Tra questi, i principali sono costituiti da:

  • mancanza di tempo
  • una elevata informalità nei sistemi di controllo e monitoraggio
  • scarsità di risorse
  • incapacità di sfruttare le opportunità offerte a livello nazionale e/o comunitario (si pensi ad esempio, per quanto riguarda l'Italia, la legge 236/93 sulla formazione continua).

* Secondo quanto rilevato da Eurostat e riportato nel recente “Parere del Comitato economico sociale europeo sul tema “Il ruolo delle micro e piccole imprese nella vita economica e nel tessuto produttivo europeo”

** Con riferimento all'Italia si pensi all'Indagine Nazionale sui fabbisogni formativi nella Pmi

 

 

Il contributo del Progetto alle strategie europee

La proposta contenuta nel progetto Mentor risponde a specifici indirizzi dell’Unione Europea e risponde in particolare all’Obiettivo 3 del programma Leonardo che intende contribuire all’innovazione e alla imprenditorialità facendo leva sui processi di apprendimento e di formazione.

L’Obiettivo 3 infatti è finalizzato a "promuovere il contributo della formazione professionale al processo innovativo, al fine di migliorare la competitività e l'imprenditorialità, anche nella prospettiva di nuove possibilità di occupazione" .

Nell’ambito di tale strategia, il Progetto Mentor intende fornire un contributo specifico ai seguenti priorità (che rientrano nella Priorità 2 del suddetto Obiettivo)

  • sviluppare nuovi metodi di apprendimento e di acquisizione delle competenze
  • rispondere al fabbisogno delle pmi di agevolare l’accesso all’apprendimento e affrontare il problema della scarsità delle competenze da parte di dirigenti.

In relazione ai due punti sopra indicati, il Progetto intende sviluppare una metodologia di acquisizione di conoscenze centrata fortemente sulle caratteristiche distintive del management:

  • scarsità di tempo a disposizione
  • necessità di soddisfare bisogni finalizzati
  • opportunità di utilizzare tutte le risorse presenti sul territorio in grado di fornire servizi formativi o complementari alla formazione
  • opportunità di collocare le PMI in una logica di rete, settoriale o territoriale, all’interno della quale favorire lo scambio di esperienze, l’individuazione di percorsi formativi comuni, l’eventuale vantaggio nella realizzazione di sussidi didattici comuni, l’eventuale incentivazione della mobilità concordata del personale, ecc...
  • modalità di apprendimento per problemi e basato su esperienze concrete.

In considerazione di tali elementi, si intende proporre un approccio metodologico basato sull'utilizzo un pacchetto di strumenti di APPRENDIMENTO/INTERVENTO, finalizzati a supportare operativamente il manager nella:

  • comprensione delle funzioni di mentoring
  • valutazione delle competenze e definizione dei fabbisogni formativi

Solo conoscendo, interpretando e anticipando i fabbisogni formativi dei lavoratori, sarà possibile per l'impresa dare concreta attuazione al concetto di "lifelong learning", programmando piani formativi di lungo periodo e adattandoli nel tempo ai mutamenti richiesti dal mercato.
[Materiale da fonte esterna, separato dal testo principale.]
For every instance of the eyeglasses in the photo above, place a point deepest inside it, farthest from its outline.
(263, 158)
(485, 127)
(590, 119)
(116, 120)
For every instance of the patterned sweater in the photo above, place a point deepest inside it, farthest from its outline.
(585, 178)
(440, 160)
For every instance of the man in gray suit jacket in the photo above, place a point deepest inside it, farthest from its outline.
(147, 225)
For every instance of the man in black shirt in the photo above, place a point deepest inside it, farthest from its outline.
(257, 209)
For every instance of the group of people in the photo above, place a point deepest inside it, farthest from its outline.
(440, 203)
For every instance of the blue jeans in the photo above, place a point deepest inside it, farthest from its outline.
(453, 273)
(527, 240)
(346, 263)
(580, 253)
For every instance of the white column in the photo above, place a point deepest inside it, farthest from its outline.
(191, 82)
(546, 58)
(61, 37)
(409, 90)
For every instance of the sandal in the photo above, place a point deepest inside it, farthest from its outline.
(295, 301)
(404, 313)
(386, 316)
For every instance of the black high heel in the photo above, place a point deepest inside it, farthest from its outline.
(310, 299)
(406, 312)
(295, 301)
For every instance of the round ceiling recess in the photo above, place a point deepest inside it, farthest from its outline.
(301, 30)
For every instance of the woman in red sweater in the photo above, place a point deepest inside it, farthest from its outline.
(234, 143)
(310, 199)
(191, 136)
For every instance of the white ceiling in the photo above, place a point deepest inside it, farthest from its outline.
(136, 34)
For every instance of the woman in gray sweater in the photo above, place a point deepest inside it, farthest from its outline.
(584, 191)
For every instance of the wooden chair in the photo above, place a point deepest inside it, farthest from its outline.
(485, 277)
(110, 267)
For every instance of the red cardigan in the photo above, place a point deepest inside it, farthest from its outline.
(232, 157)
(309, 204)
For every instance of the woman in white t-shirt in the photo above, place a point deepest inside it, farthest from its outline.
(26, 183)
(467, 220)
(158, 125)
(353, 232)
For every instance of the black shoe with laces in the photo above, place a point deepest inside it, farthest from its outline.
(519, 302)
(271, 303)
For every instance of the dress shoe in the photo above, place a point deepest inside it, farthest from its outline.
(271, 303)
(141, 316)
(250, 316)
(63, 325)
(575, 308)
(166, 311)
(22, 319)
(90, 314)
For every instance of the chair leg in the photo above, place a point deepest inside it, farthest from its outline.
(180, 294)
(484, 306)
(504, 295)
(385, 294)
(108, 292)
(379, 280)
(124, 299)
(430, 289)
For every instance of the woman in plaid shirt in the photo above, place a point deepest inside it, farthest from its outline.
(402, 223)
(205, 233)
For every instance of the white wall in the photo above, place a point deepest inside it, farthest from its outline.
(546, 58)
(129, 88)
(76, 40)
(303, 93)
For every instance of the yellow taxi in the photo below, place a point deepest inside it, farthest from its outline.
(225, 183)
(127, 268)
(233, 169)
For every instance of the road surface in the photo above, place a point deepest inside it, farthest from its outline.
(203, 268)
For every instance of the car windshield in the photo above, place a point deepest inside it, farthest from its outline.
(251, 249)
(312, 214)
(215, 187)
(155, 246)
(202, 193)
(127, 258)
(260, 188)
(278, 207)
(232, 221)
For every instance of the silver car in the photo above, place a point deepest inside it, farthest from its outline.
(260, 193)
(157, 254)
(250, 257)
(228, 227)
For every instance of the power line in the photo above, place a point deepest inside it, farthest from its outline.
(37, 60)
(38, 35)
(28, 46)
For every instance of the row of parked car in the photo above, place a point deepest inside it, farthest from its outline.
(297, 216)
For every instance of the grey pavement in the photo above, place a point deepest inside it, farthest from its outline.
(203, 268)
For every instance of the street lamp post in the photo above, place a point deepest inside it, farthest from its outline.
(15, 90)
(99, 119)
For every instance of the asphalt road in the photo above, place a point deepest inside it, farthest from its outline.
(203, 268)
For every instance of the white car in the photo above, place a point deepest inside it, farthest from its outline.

Al tempo stesso , inducendo le PMI del territorio o del settore a porre in comune prassi e problematiche, l’azione del mentor potrà innalzare il livello di domanda sociale – da parte delle PMI - di servizi pubblici disponibili sul territorio ed ottimizzare le possibilità di ampliare la partecipazione alle opportunità formative esistenti.

In questa ottica, le imprese devono essere sollecitate a diventare "organizzazioni che apprendono" dove la crescita professionale del lavoratore è sostenuta dalla possibilità di acquisire competenze necessarie all'azienda e dove l'impegno alla crescita dei lavoratori trovi, da parte del management, un giusto riconoscimento.

Inoltre, comprendere e valorizzare funzioni di mentoring, incoraggiarne un utilizzo permanente in azienda vuol dire anche promuovere nuove possibilità di occupazione e di sviluppo professionale all'interno dell'azienda.

Il progetto, mettendo a disposizione delle imprese (in linea con quanto richiesto dalla Priorità 2), metodologie e strumenti operativi che consentano al management di definire le competenze relativamente alla funzione di mentoring, intende far comprendere il valore del ruolo di Mentor e la sua valenza strategica all’interno dell’impresa.